Personal information
- Full name: Ben Stewart McKinney
- Born: 4 October 2004 (age 21) Sunderland, Tyne and Wear, England
- Height: 6 ft 7 in (201 cm)
- Batting: Left-handed
- Bowling: Right-arm off break
- Role: Opening batter

Domestic team information
- 2023–present: Durham (squad no. 9)
- 2025: Manchester Originals (squad no. 77)
- 2026: Southern Brave (squad no. 7)
- FC debut: 6 April 2023 Durham v Sussex
- LA debut: 1 August 2023 Durham v Worcestershire

Career statistics
| Competition | FC | LA | T20 |
| Matches | 40 | 16 | 32 |
| Runs scored | 2,389 | 535 | 491 |
| Batting average | 37.92 | 33.43 | 16.93 |
| 100s/50s | 7/5 | 1/2 | 0/0 |
| Top score | 244 | 115 | 44 |
| Catches/stumpings | 31/– | 7/– | 19/– |
- Source: ESPNcricinfo, 27 September 2026

= Ben McKinney =

English cricketer (born 2004)

Ben Stewart McKinney (born 4 October 2004) is an English cricketer who plays for Durham County Cricket Club and is a former captain of the England under-19 cricket team.

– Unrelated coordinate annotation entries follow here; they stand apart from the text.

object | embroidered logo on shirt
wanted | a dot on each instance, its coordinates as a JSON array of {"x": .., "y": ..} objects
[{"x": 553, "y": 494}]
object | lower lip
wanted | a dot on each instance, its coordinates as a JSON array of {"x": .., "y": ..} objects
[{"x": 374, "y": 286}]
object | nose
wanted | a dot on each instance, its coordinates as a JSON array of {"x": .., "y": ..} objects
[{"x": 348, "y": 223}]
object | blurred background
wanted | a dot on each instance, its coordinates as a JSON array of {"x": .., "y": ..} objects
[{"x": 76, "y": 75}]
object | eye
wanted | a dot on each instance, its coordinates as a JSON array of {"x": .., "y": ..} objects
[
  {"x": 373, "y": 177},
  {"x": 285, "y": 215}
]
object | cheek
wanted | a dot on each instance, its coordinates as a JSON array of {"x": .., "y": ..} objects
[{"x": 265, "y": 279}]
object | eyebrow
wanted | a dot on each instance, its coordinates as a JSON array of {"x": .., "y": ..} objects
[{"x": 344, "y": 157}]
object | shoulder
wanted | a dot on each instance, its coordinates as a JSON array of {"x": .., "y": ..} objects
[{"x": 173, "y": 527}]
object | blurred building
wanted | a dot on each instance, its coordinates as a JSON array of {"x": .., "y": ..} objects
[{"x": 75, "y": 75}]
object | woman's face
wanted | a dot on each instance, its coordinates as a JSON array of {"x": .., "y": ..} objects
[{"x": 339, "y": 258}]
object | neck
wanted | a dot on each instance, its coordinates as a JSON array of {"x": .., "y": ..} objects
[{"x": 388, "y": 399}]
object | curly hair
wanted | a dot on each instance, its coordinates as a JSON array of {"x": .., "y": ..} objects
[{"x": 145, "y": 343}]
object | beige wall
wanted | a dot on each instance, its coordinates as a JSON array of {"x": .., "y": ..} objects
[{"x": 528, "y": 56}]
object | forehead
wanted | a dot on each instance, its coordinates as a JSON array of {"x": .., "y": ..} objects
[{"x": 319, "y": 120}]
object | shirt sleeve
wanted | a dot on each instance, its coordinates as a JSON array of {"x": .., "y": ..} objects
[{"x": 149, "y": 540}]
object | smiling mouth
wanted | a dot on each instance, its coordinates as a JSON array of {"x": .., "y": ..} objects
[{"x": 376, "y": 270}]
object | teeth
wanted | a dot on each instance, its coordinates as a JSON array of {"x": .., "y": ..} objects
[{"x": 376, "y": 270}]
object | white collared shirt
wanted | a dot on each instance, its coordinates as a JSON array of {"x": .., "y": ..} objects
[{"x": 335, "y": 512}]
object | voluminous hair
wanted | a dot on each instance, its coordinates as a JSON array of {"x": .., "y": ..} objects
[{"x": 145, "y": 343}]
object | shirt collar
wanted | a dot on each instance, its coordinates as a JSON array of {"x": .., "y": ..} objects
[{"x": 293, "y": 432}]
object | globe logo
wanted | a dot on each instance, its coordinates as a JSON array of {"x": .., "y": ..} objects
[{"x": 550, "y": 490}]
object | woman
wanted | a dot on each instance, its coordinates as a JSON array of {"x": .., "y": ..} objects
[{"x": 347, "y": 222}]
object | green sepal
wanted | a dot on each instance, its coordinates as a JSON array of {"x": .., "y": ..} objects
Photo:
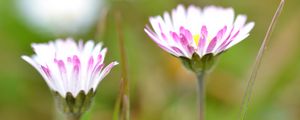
[
  {"x": 74, "y": 106},
  {"x": 199, "y": 64}
]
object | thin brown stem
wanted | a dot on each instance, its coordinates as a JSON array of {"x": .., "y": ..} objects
[
  {"x": 124, "y": 101},
  {"x": 257, "y": 63}
]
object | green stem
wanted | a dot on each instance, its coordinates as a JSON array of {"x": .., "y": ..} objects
[
  {"x": 72, "y": 117},
  {"x": 201, "y": 95}
]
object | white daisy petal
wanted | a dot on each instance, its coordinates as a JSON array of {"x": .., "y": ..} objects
[
  {"x": 213, "y": 29},
  {"x": 68, "y": 66}
]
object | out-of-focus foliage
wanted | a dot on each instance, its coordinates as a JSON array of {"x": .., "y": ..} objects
[{"x": 161, "y": 89}]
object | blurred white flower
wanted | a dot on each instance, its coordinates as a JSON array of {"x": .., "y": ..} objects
[{"x": 60, "y": 16}]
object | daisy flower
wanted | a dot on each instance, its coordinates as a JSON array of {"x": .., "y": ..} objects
[
  {"x": 72, "y": 70},
  {"x": 210, "y": 30}
]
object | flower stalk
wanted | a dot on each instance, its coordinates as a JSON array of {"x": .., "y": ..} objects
[
  {"x": 122, "y": 108},
  {"x": 201, "y": 95}
]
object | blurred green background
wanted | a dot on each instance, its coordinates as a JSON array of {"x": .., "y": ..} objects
[{"x": 160, "y": 88}]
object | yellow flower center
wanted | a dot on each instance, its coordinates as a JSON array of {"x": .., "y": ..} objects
[{"x": 196, "y": 39}]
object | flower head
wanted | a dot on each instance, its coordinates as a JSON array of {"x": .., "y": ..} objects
[
  {"x": 70, "y": 67},
  {"x": 198, "y": 31}
]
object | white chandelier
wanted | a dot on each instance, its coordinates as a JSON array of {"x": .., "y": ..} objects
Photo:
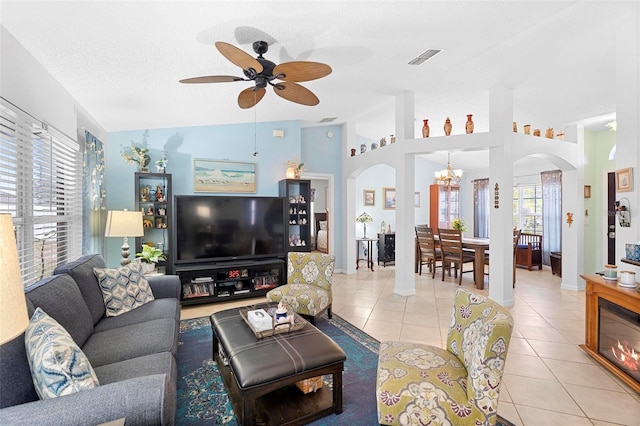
[{"x": 448, "y": 176}]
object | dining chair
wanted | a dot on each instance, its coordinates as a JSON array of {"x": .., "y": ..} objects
[
  {"x": 516, "y": 238},
  {"x": 452, "y": 252},
  {"x": 429, "y": 252}
]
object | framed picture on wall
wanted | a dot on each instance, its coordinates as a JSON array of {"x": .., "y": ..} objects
[
  {"x": 223, "y": 176},
  {"x": 624, "y": 180},
  {"x": 369, "y": 197},
  {"x": 389, "y": 195}
]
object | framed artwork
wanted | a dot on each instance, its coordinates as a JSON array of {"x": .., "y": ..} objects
[
  {"x": 369, "y": 197},
  {"x": 223, "y": 176},
  {"x": 389, "y": 195},
  {"x": 624, "y": 180}
]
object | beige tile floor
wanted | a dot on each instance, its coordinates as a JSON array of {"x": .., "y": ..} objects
[{"x": 548, "y": 380}]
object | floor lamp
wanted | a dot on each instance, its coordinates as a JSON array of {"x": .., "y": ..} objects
[
  {"x": 125, "y": 224},
  {"x": 13, "y": 305}
]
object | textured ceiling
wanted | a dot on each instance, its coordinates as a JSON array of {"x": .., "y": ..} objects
[{"x": 122, "y": 60}]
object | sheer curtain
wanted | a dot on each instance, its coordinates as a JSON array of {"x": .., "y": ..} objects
[
  {"x": 551, "y": 213},
  {"x": 481, "y": 208}
]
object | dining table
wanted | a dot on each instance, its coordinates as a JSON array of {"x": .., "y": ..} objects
[{"x": 479, "y": 247}]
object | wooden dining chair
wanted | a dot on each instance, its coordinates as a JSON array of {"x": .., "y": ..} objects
[
  {"x": 453, "y": 253},
  {"x": 516, "y": 238},
  {"x": 429, "y": 252}
]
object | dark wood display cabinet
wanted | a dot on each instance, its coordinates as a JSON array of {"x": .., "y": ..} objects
[
  {"x": 297, "y": 192},
  {"x": 386, "y": 248},
  {"x": 153, "y": 199},
  {"x": 209, "y": 283}
]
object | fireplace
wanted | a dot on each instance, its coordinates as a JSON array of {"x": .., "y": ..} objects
[
  {"x": 612, "y": 328},
  {"x": 619, "y": 337}
]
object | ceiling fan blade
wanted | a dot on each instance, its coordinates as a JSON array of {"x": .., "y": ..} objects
[
  {"x": 296, "y": 93},
  {"x": 238, "y": 57},
  {"x": 250, "y": 96},
  {"x": 302, "y": 70},
  {"x": 212, "y": 79}
]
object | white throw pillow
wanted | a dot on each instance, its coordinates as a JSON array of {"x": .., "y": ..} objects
[
  {"x": 58, "y": 366},
  {"x": 124, "y": 288}
]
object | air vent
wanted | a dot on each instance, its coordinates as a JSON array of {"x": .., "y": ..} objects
[{"x": 425, "y": 56}]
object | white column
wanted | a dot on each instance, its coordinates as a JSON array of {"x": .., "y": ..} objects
[
  {"x": 628, "y": 125},
  {"x": 348, "y": 213},
  {"x": 501, "y": 218},
  {"x": 573, "y": 202},
  {"x": 405, "y": 187}
]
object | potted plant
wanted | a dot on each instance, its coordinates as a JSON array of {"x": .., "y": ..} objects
[
  {"x": 458, "y": 224},
  {"x": 149, "y": 256}
]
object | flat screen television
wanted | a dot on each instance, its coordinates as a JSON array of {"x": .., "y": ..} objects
[{"x": 225, "y": 228}]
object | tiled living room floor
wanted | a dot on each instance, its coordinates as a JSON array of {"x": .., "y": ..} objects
[{"x": 548, "y": 380}]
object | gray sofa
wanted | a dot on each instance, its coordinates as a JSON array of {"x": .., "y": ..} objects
[{"x": 132, "y": 354}]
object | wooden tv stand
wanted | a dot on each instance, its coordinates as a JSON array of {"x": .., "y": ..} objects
[
  {"x": 216, "y": 282},
  {"x": 628, "y": 298}
]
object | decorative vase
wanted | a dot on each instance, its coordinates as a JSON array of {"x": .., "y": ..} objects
[
  {"x": 468, "y": 127},
  {"x": 447, "y": 126},
  {"x": 425, "y": 128},
  {"x": 549, "y": 133}
]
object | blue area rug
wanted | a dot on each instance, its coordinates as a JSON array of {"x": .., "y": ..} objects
[{"x": 203, "y": 400}]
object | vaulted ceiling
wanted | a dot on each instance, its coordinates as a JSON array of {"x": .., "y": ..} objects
[{"x": 122, "y": 60}]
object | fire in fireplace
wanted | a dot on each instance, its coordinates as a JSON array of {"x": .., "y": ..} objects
[{"x": 619, "y": 337}]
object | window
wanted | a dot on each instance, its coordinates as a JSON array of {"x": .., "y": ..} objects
[
  {"x": 527, "y": 208},
  {"x": 40, "y": 186}
]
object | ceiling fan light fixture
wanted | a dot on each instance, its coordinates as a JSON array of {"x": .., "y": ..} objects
[{"x": 425, "y": 56}]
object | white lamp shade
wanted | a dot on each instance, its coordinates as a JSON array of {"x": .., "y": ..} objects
[
  {"x": 123, "y": 223},
  {"x": 13, "y": 305}
]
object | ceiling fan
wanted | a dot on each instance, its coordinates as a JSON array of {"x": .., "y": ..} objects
[{"x": 264, "y": 72}]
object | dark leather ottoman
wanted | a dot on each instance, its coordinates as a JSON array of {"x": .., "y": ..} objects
[{"x": 260, "y": 374}]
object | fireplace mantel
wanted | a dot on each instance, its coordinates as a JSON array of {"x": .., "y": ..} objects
[{"x": 628, "y": 298}]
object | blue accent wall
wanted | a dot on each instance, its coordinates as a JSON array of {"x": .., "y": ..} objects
[{"x": 233, "y": 142}]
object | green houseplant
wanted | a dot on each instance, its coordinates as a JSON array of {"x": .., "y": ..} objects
[{"x": 150, "y": 256}]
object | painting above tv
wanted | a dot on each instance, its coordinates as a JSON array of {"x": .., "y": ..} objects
[{"x": 212, "y": 229}]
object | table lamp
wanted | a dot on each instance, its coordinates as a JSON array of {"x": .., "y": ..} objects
[
  {"x": 125, "y": 224},
  {"x": 364, "y": 218},
  {"x": 13, "y": 306}
]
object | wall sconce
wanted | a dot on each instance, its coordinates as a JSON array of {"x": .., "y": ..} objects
[{"x": 623, "y": 211}]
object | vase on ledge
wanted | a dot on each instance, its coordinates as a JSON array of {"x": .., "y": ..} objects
[
  {"x": 447, "y": 126},
  {"x": 425, "y": 128},
  {"x": 469, "y": 125}
]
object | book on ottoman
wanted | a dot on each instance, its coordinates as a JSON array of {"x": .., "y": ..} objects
[{"x": 260, "y": 320}]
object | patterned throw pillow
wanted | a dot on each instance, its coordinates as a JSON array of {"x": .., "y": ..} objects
[
  {"x": 58, "y": 365},
  {"x": 124, "y": 288}
]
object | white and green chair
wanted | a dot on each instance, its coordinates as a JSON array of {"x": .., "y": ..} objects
[
  {"x": 423, "y": 384},
  {"x": 308, "y": 288}
]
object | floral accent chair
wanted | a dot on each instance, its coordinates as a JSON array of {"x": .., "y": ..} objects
[
  {"x": 308, "y": 288},
  {"x": 418, "y": 384}
]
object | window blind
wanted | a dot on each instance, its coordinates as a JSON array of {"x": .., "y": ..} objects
[{"x": 40, "y": 186}]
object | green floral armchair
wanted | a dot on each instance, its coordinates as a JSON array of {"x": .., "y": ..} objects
[
  {"x": 308, "y": 288},
  {"x": 419, "y": 384}
]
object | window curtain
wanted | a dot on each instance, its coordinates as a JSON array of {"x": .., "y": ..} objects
[
  {"x": 481, "y": 208},
  {"x": 551, "y": 213},
  {"x": 94, "y": 196}
]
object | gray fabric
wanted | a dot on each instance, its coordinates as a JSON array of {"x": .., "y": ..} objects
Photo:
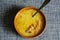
[{"x": 8, "y": 9}]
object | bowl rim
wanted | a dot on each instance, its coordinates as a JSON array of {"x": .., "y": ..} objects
[{"x": 44, "y": 24}]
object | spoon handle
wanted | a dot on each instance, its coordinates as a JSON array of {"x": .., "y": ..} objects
[{"x": 43, "y": 5}]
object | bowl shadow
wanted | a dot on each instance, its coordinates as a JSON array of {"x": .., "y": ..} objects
[{"x": 8, "y": 19}]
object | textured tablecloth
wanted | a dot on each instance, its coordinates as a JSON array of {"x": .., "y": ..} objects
[{"x": 9, "y": 8}]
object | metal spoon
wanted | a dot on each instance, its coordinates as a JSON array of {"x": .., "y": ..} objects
[{"x": 43, "y": 5}]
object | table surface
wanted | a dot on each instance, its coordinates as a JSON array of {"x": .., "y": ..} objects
[{"x": 9, "y": 8}]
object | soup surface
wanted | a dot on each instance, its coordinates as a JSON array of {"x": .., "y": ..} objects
[{"x": 26, "y": 25}]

He is a left-handed batsman and a right-arm off break bowler.

==Early life==
McKinney was a youth team footballer for Sunderland before focusing on cricket. McKinney attended Seaham High School and played for Seaham Harbour Cricket Club, playing age-group cricket for Durham from the under-11 age-group.

==Domestic career==
McKinney made his debut in the County Championship against Sussex in April 2023, and made 35 in his first innings. He made his List A cricket debut for Durham on 1 August 2023, against Worcestershire. On 4 August 2023 it was announced that McKinney had signed a two-year professional contract with Durham. He scored a maiden century for Durham against Kent in the One-Day Cup on 11 August 2024. Later that month, he also scored his maiden first-class century against Notts. He subsequently agreed a further two-year contract with the club in January 2025. On 11 April 2026, McKinney hit his highest first-class score of 244, achieved for Durham against Gloucestershire in the 2026 County Championship. In June 2026, he signed a new two-year contract with Durham tying him into the club until at least the end of the 2028 season.

==International career==
McKinney captained the Young Lions and England national under-19 cricket team that toured Australia in the winter of 2022–23. They secured a first Youth Test victory in Australia since 2003 and McKinney scored a 45-ball 70 in England's second innings. In August 2023, he was announced as continuing in the captaincy of the England U19 team for the summer matches against Ireland and Australia. In October 2024, he was named in the England Lions squad for their tour of South Africa. Subsequently, McKinney was included in the England Lions squad to tour Australia in January 2025. He was also named in the England Lions squad for the 2026 series against South Africa A.